How far will you go to impress someone?

Sam looked Jisha, her eyes closed, hair flying as the speed boat closed the island, and he felt the threatening rise of bile in his throat.  Of course, it had nothing to do with the brilliant sight of Jisha herself, a sight to behold, and he wondered, even as a full blown retch threw itself shamelessly and noisily out of his gut, how he had landed with her.  Daring, adventurous, always ready for a laugh.  Did she think of him as a bore?  Most likely a sissy, he decided as she held his shoulders and rubbed his back.

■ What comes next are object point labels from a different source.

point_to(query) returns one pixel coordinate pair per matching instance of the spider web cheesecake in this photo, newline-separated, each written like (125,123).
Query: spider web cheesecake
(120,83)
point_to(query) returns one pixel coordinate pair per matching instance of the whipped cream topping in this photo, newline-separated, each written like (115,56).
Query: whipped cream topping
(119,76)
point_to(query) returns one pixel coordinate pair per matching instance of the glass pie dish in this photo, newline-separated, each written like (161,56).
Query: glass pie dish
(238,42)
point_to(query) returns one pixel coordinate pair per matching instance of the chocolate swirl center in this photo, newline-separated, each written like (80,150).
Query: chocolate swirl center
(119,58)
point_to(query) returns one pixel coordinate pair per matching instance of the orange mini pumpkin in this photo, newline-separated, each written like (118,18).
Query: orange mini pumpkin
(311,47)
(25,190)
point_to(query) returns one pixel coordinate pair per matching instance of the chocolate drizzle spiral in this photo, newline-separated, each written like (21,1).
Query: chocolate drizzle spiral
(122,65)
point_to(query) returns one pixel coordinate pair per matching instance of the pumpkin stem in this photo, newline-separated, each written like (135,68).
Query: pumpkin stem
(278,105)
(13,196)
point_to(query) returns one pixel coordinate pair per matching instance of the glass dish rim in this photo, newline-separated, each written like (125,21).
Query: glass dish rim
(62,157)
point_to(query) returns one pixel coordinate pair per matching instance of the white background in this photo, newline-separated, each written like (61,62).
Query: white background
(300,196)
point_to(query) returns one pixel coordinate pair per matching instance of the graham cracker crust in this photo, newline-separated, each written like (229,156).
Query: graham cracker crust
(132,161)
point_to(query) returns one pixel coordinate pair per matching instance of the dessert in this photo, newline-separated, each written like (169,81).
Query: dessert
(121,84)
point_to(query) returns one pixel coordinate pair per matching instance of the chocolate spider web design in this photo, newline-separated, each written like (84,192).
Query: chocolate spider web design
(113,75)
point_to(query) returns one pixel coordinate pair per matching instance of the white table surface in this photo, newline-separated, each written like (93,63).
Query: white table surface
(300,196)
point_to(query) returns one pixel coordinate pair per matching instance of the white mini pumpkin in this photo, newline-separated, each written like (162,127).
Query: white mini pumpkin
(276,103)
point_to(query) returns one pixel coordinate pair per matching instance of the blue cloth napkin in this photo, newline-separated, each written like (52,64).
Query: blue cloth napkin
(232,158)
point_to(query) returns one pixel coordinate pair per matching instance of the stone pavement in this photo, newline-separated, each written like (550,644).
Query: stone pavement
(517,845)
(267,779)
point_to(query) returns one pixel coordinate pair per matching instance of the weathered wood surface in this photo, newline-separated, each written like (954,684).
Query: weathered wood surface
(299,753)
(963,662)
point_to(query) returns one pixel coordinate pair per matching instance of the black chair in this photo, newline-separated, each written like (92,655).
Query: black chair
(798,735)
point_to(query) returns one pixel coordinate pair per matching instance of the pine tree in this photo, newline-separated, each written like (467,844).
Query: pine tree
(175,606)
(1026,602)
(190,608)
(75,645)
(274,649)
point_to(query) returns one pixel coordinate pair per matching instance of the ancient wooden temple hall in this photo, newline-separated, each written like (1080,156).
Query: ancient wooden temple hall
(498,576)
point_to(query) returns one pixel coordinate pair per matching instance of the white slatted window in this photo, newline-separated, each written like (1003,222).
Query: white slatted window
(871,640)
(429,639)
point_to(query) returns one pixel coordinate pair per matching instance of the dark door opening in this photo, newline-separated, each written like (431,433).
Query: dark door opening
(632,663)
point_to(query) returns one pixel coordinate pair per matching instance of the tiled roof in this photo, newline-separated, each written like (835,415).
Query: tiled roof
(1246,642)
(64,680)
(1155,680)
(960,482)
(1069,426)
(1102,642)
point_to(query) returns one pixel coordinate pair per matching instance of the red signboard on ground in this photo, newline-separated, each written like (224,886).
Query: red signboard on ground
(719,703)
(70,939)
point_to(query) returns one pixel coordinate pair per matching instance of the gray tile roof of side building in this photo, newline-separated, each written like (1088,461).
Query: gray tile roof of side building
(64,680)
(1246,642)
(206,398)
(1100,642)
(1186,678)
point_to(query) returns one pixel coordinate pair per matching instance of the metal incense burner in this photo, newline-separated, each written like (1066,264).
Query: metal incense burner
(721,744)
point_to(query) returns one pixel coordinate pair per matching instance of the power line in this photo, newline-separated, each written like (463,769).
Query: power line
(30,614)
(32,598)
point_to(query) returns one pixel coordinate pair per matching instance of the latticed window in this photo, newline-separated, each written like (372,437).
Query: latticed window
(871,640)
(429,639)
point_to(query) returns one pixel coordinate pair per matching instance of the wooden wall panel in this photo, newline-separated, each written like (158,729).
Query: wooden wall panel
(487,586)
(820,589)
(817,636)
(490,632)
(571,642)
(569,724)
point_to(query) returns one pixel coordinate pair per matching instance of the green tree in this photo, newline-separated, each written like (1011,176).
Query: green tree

Leave me alone, he wanted to tell her, but decided to risk embarrassment over rudeness.  He quietly washed his mouth and the spew from the sides of his mouth, struggling to hide the tears that had erupted without reason.  Yes Sam, cry.  That will help the situation.   He looked out into the blue expanse that surrounded them, and wondered again how he had agreed to this disaster.

“All right there buddy?”, Anil sat with his arms around Nina, too busy to help him with his struggles.  Asshole.  Anil hadn’t breathed a word about water.  Possibly because Sam would have refused up front.  And if it hadn’t been for Sam, the trip would have been cancelled.  Nina’s parents wouldn’t have agreed to the trip without Jisha, and Sam’s job was to entertain Jisha, while the two love birds made out.  Well, he was entertaining them all right. And he would be providing more of it once they hit the water.  Which of course, he had no clue how.  He could faint of course, or pretend to suffer from something dramatic and unpronounceable.  Like Hypoglycemia, whatever that meant.  But this wasn’t going to score any points with Jisha.  And she’d been sweet to him.  Even pretending to be interested in whatever he had to say about his stupid life in St. Thomas High.  He’d tried doing an impression of his Biology teacher, and she’d laughed.  A tinkling laugh, that somehow felt like a Christmas morning.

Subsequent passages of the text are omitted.